In his message, Castro asked Cubans to tell relatives living abroad to send them money in other foreign currencies, such as euros, British sterling or Swiss francs.

The move was likely to hurt mostly those Cubans who receive American dollars from relatives living in the United States.

Cubans and others on the island can still hold dollars in unlimited quantities and can change them into pesos before the new policy takes effect. But they will have to pay a 10 percent charge to exchange dollars afterward. There will be no such charge on changing other foreign currencies, such as Euros, into convertible pesos.

"In the short term, there may be a slip in the remittances," said John Kavulich, president of the U.S.-Cuba Trade and Economic Council (search), which tracks business between the two countries. Some estimates on annual remittances to Cuba are as high as $1 billion.

"But going into the holidays, people in Miami and New Jersey won't want the holidays for their families on the island to be even more miserable," he said, predicting remittances from those major Cuban American communities would pick up again, despite the difficulty of sending them and the 10 percent charge.

Kavulich said the timing of the announcement seemed aimed at drawing attention to Cuba shortly before the U.S. presidential election.

"The Cuban government is hoping that Kerry will win and that by announcing this a week before the election it will keep Cuba in the news and relevant," said Kavulich.

He said that because Havana is blaming this new economic measure on the American sanctions, the debate over the U.S. trade embargo will be in the public eye when the elections occur.

Cuba also has been seeking to draw attention to the U.N. vote scheduled for Thursday on condemning America's trade embargo against the communist nation.

"The trick will be to force Cuban citizens to accept the Cuban convertible peso and be just as comfortable putting them in their mattress as their dollars," Kavulich said.

The U.S. dollar has been a primary form of currency in Cuba since the early 1990s, when the island government was forced to implement liberal reforms to cope with the loss of Soviet aid and trade. The possession of dollars was legalized in 1993 to draw hard currency from tourism and from family purchases at state stores.

The government said the change is necessary to protect its economy as the administration of President Bush seeks to punish banks and businesses that ship American dollars to Cuba, which has been under a U.S. trade and financial embargo for more than 40 years.

Earlier Monday, the U.S. Treasury Department announced in Washington that it had identified an electronic money transfer business that it suspects is linked to Cuba and thus will not be allowed to do business in the United States.

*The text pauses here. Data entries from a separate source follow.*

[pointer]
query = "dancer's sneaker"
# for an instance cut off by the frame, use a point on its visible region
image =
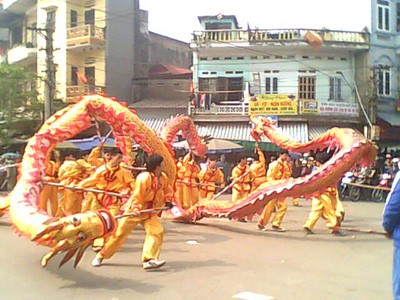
(153, 264)
(308, 230)
(260, 227)
(96, 262)
(277, 228)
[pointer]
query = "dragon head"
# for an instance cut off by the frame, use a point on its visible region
(74, 234)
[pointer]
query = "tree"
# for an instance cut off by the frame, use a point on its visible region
(20, 111)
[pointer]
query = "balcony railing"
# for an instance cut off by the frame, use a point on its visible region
(25, 54)
(304, 107)
(74, 91)
(85, 35)
(278, 35)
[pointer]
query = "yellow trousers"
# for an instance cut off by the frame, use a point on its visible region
(280, 208)
(71, 203)
(204, 195)
(237, 196)
(179, 195)
(190, 196)
(49, 195)
(257, 182)
(90, 202)
(321, 205)
(152, 243)
(267, 212)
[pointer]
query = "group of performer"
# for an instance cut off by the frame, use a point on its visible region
(79, 180)
(76, 178)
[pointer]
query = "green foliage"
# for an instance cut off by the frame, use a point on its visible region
(20, 111)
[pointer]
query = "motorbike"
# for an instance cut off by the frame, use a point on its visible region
(344, 187)
(356, 192)
(379, 195)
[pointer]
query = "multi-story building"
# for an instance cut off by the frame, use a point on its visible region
(384, 64)
(107, 41)
(305, 77)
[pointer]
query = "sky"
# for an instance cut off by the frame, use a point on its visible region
(178, 18)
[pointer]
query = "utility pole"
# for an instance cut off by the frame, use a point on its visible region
(50, 81)
(50, 69)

It alleged that the company, Sercuba, allows people in the United States to send money to Cuban nationals via a third country or through Sercuba's Web site in violation of the U.S. embargo.

Castro looked animated, despite the bright blue sling he sported over his olive green uniform to support a broken right arm. Castro has made a point of remaining involved in government affairs since accidentally falling Wednesday at a speech, also shattering his left kneecap.

The measure was tied to the U.S. Federal Reserve's decision in May to fine Switzerland's largest bank, UBS AG, $100 million for allegedly sending dollars to Cuba, Libya, Iran and the former Yugoslavia in violation of U.S. sanctions against those countries. UBS agreed to pay the fine without admitting the allegations.

The U.S. embargo was imposed in 1963 in the wake of Fidel Castro's defeat of the CIA-backed assault at the Bay of Pigs two years earlier. Americans are barred from traveling to the Caribbean island nation except with a U.S. government waiver.